Sergio si piazza sopra di me, gambe larghe, gocce che mi colano sulla pancia.
«Ti sei già stufato di rompere le scatole ai poveri pesci?»
Si china e mi bacia. «Vedi di farti la barba, poi ti resta il segno.»
«Pensa alla tua.»
Si sdraia accanto, occhi chiusi, la testa sui palmi. Ruota su un fianco, i capelli gli scivolano sul viso e coprono la cicatrice sullo zigomo. Sospira. «Anche i miei demoni si sono messi in costume e hanno smesso di darmi consigli, è un cazzo di paradiso.»
Due barche puntano all’Isola Piana. Una ha le vele gonfie, l’altra no. La risacca deposita tappi di bottiglia e posidonia sulla riva.
Mi sollevo sui gomiti. «Compriamo una casa sulla costa.»
Sergio ride, si volta in direzione del golfo dell’Asinara, segue la linea dell’orizzonte.
«Svegliarsi la mattina con un’isola alla finestra.» Si siede, incrocia le gambe e afferra la borsa frigo. «Sarebbe bello.» Prende la birra. «Oppure una barca e giriamo la Sardegna.»

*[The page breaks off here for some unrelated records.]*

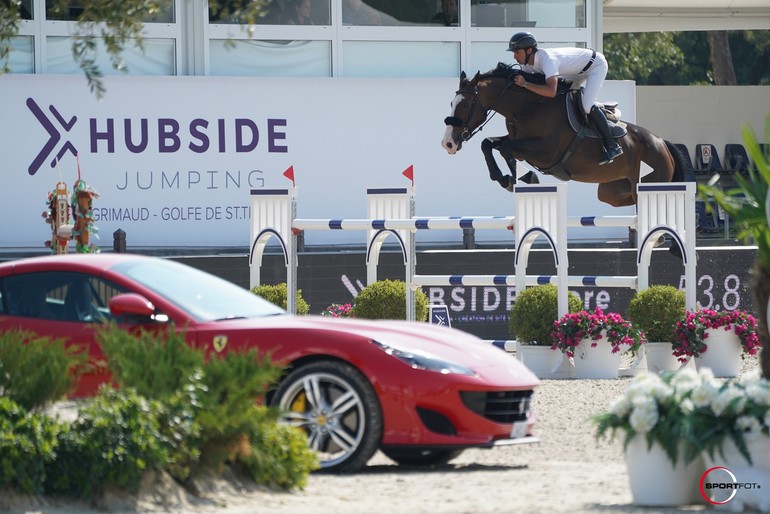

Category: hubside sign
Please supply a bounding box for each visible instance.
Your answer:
[0,75,635,248]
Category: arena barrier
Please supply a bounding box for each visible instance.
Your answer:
[249,182,696,320]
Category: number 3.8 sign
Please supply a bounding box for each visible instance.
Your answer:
[679,273,751,311]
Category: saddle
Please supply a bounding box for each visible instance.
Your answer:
[564,89,628,139]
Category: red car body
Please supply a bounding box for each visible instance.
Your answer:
[0,254,538,469]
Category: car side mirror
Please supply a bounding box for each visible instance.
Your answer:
[110,293,155,318]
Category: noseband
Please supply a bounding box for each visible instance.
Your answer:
[444,81,512,143]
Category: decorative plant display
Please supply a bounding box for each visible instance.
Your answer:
[627,285,685,343]
[551,309,644,357]
[672,309,762,362]
[321,300,352,318]
[509,284,583,346]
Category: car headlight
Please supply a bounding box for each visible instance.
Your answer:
[372,340,476,376]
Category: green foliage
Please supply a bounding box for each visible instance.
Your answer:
[197,349,281,468]
[628,285,685,342]
[251,282,310,314]
[46,386,169,497]
[508,284,583,346]
[0,330,86,410]
[240,407,319,489]
[698,116,770,272]
[97,323,204,401]
[350,280,428,321]
[0,398,61,494]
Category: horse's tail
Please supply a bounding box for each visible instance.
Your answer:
[663,139,687,182]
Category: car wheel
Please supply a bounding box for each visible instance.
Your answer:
[273,361,382,471]
[382,448,463,466]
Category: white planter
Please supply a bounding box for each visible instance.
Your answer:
[644,342,681,373]
[516,342,571,378]
[626,436,705,507]
[574,337,620,379]
[695,327,743,377]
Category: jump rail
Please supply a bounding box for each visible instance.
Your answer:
[249,183,695,319]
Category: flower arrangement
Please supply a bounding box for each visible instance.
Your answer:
[551,309,644,357]
[321,303,353,318]
[592,368,770,465]
[672,309,762,362]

Poco più in là, due bambine e un bambino accovacciati accanto a tre castelli di sabbia.
«Smettila di dire minchiate, vuoi che passi il tempo a vomitare?»

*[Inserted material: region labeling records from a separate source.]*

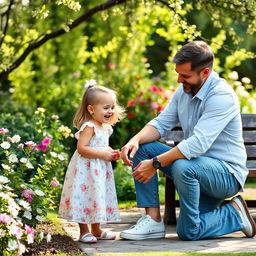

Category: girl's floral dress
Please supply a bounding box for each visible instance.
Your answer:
[59,122,120,224]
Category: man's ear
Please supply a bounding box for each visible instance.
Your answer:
[87,105,94,115]
[202,68,211,78]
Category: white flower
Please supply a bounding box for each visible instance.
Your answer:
[0,176,10,184]
[50,152,58,157]
[84,79,96,87]
[26,160,35,169]
[0,141,11,149]
[36,215,44,222]
[242,77,251,84]
[18,199,31,210]
[0,228,6,237]
[12,134,20,143]
[20,157,28,164]
[34,189,45,196]
[2,164,11,170]
[8,154,19,163]
[23,211,32,220]
[36,208,43,214]
[58,154,65,161]
[46,233,52,243]
[8,240,19,251]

Mi colpisce la spalla. «Dopo un po’ ti abitui.» Si fa serio, il sorriso più dolce. «Mi piacerebbe davvero, ma non so se―»
«E dai, una barca, le onde, la salsedine, vuoi mettere con un caminetto e gli amici?»
Si tira su, immobile. Una smorfia.
«Sergio, ci sei?» Lo scuoto. «Oh, piantala di fare il coglione!»
«Sì, scusa.» Si massaggia il petto. «Ho sentito… niente.» Si avvicina e adagia la fronte contro la mia.
«Sicuro di stare bene?»
Apre la lattina, la schiuma schizza sull’asciugamano. «Fanculo.» Me la passa, si sdraia e apre le braccia.
Il sole passa da un foro nell’ombrellone e mi brucia il polpaccio. Persino l’aria ha smesso di essere fresca. Per lo meno sa di alghe e copre l’odore di parmigiana.
«Sergio, la bambina del sogno era identica a quella lì.»
«Stai ancora dormendo?»
Restiamo così. Il mare sbuffa e i gabbiani urlano in cerca di cibo.
Il ragazzino stringe un motoscafo rosso.
«Quel ragazzino… il suo viso.»
Sergio gratta i talloni. «Maledette alghe.»
«Finiscila, ti fai male. Non c’è niente lì.»
Il piccolo si alza, scrolla il costume, si avvicina e mi porge un modellino.
«Questo è per me? Come ti chiami?» Scappa via. «Grazie!» urlo.
Il pescatore richiude la canna. «Maria, fa uscire tua sorella dall’acqua, è tardi, mamma ci aspetta.»
Le dita di Sergio si intrecciano alle mie. «Perché quella faccia?»
«Ripensavo al pescatore con le figlie e il bambino.»
Sergio mi dà uno schiaffo al sedere. «Che dici? Eravamo soli. Li avrai visti in sogno, insieme a questa “Maria”.»
«Andiamocene.»
Torniamo a casa. La sabbia dovrebbe essere appiccicata addosso. Invece niente.